Physiologic sources of current comprise those generated by both synaptic potentials and action potentials. Action potentials are a propagating source of current with front positivity. They are always drawn as current lines starting from this front current source and ending at the sink just behind, thus producing currents that are distributed widely. Potentials associated with these currents can be recorded from a distance in a volume conductor. Such potential fields are called open fields.

Some synaptic potentials in central nervous system nuclei make a spherical dipolar sink source. The central current sink is juxtaposed with the source surrounding it. In this case, current lines have a short path confined within the nucleus. As a result, no volume-conducted potentials are recorded at a distance. Such a configuration is termed a closed field distribution.

The current flow decreases in proportion to the square of the distance from the generator source. Thus, the effect of the dipole gives rise to voltage difference between an active recording electrode in the area of high current density and a reference electrode at a distance. Whether the
electrode records positive or negative potentials depends on its spatial orientation to the opposing charges of the dipole. For example, in an idealized homogenous volume, the active electrode located at a point equidistant from the positive and negative charge registers no potential, provided the reference electrode is indifferent. The factors that determine the amplitude of the recorded potential include charge density (the net charge per unit area), surface areas of the dipole, and its proximity to the recording electrode.

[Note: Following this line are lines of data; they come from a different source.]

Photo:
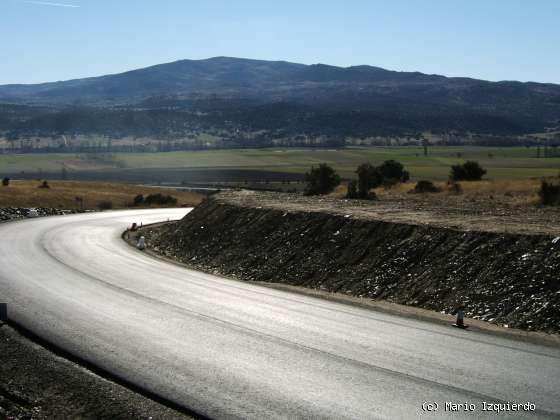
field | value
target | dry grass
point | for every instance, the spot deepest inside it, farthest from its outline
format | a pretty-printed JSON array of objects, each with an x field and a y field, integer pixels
[
  {"x": 62, "y": 194},
  {"x": 517, "y": 193}
]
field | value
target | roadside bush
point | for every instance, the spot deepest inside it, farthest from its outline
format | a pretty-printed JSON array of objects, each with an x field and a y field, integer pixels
[
  {"x": 160, "y": 199},
  {"x": 321, "y": 180},
  {"x": 369, "y": 177},
  {"x": 468, "y": 171},
  {"x": 549, "y": 193},
  {"x": 352, "y": 190},
  {"x": 425, "y": 186},
  {"x": 105, "y": 205},
  {"x": 454, "y": 187}
]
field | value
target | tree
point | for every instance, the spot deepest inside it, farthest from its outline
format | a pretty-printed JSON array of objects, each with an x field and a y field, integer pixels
[
  {"x": 369, "y": 177},
  {"x": 321, "y": 180},
  {"x": 352, "y": 190},
  {"x": 468, "y": 171}
]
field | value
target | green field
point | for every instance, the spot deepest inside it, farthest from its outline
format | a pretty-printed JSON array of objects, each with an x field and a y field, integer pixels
[{"x": 501, "y": 163}]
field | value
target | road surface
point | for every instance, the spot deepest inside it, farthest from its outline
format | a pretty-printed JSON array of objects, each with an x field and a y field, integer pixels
[{"x": 233, "y": 350}]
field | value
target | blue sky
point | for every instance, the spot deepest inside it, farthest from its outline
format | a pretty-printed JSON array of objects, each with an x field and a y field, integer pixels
[{"x": 492, "y": 39}]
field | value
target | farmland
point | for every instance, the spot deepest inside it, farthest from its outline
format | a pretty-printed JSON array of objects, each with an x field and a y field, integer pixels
[{"x": 501, "y": 163}]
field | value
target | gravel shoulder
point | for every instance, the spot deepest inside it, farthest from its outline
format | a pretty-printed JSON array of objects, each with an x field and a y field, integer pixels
[
  {"x": 417, "y": 209},
  {"x": 380, "y": 305}
]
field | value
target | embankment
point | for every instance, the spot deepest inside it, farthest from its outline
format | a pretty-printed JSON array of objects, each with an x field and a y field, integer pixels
[{"x": 505, "y": 278}]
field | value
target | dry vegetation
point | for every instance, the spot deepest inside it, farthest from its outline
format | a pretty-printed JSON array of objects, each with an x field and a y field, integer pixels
[
  {"x": 62, "y": 194},
  {"x": 506, "y": 193}
]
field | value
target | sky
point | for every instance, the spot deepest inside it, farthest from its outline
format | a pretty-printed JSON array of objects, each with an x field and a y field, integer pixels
[{"x": 488, "y": 39}]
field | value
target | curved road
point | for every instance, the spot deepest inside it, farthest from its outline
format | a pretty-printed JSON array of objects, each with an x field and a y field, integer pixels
[{"x": 233, "y": 350}]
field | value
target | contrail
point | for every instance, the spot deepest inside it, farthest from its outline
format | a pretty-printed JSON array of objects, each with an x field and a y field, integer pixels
[{"x": 48, "y": 3}]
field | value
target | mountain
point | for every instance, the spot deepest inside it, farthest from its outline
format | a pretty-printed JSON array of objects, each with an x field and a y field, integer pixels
[{"x": 318, "y": 99}]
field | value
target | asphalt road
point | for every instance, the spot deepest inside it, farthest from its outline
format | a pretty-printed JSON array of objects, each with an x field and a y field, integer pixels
[{"x": 233, "y": 350}]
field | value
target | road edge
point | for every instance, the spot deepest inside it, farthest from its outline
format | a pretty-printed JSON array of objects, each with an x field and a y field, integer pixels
[{"x": 383, "y": 306}]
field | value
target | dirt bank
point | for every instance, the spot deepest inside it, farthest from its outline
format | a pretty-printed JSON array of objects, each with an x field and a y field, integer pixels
[{"x": 504, "y": 278}]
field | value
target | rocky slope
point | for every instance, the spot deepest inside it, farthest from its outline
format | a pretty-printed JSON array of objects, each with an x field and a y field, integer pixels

With a pair of electrodes directly placed on the surface over a nerve or muscle, the nearest electrode (E1) becomes negative relative to the distant electrode (E2) as a propagating action potential reaches the recording site. This results in an upward deflection of the tracing according to the convention of clinical electrophysiology. The trace returns to the baseline at the point where the depolarized zone affects E1 and E2 equally. With further passage of the action potential, E2 becomes negative relative to E1, or E1 becomes positive relative to E2. Thus, the trace now shows a downward deflection until it returns to the baseline as the nerve activity becomes too distant to affect the electrical field near the recording electrodes. This produces a diphasic action potential, as shown in Figure 4-6 (15).